Credit and the Rural Economy in North-western Europe, C. 1200-c. 1850

Credit and the Rural Economy in North-western Europe, C. 1200-c. 1850 PDF Author: Phillipp R. Schofield
Publisher: Brepols Publishers
ISBN:
Category : Business & Economics
Languages : en
Pages : 212

Book Description
1200 and c.

Medieval Britain: A Very Short Introduction

Medieval Britain: A Very Short Introduction PDF Author: John Gillingham
Publisher: Oxford Paperbacks
ISBN: 019285402X
Category : History
Languages : en
Pages : 193

Book Description
First published as part of the best-selling The Oxford Illustrated History of Britain, John Gillingham and Ralph A. Griffiths' Very Short Introduction to Medieval Britain covers the establishment of the Anglo-Norman monarchy in the early Middle Ages, through to England's failure to dominate the British Isles and France in the later Middle Ages. Out of the turbulence came stronger senses of identity in Scotland, Wales, and Ireland.
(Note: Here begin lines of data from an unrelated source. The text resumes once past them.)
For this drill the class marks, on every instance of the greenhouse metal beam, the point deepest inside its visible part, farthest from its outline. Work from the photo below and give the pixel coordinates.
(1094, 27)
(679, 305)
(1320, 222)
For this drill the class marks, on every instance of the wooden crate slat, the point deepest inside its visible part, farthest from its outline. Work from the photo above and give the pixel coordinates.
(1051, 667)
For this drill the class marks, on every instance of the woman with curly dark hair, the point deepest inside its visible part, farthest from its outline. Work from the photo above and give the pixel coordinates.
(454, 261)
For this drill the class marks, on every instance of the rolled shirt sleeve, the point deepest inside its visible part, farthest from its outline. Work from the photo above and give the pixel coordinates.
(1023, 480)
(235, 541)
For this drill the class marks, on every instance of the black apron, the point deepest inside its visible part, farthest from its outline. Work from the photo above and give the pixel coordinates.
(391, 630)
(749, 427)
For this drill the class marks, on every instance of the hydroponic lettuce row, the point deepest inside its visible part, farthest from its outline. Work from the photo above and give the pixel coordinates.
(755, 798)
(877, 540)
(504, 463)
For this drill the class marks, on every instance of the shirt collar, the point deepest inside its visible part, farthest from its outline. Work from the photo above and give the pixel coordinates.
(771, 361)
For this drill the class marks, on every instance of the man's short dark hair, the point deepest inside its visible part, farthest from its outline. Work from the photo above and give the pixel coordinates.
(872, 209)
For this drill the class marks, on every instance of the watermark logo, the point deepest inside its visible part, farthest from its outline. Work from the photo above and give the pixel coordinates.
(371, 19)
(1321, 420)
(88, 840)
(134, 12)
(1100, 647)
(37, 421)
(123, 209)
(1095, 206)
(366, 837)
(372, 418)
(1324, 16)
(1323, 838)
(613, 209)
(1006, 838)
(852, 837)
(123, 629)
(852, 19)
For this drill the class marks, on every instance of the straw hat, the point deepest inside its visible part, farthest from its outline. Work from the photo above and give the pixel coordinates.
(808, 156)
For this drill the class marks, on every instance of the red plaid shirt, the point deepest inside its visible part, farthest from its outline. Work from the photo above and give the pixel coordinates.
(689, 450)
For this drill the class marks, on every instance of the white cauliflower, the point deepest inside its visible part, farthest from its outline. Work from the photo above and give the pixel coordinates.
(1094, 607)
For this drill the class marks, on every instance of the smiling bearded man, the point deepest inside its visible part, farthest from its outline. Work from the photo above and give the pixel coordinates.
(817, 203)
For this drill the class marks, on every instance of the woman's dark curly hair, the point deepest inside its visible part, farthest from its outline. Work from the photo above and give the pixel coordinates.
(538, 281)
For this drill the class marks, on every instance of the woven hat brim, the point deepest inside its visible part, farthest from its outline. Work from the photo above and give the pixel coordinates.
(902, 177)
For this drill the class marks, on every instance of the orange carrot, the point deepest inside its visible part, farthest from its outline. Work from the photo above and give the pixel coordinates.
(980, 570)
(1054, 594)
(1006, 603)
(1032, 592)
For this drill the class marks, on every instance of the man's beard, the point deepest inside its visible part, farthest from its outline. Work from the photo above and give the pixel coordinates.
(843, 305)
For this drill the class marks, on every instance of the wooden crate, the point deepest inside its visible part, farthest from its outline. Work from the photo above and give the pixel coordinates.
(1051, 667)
Yet this was an age, too, of growing definition of Englishness and of a distinctive English cultural tradition. ABOUT THE SERIES: The Very Short Introductions series from Oxford University Press contains hundreds of titles in almost every subject area. These pocket-sized books are the perfect way to get ahead in a new subject quickly. Our expert authors combine facts, analysis, perspective, new ideas, and enthusiasm to make interesting and challenging topics highly readable.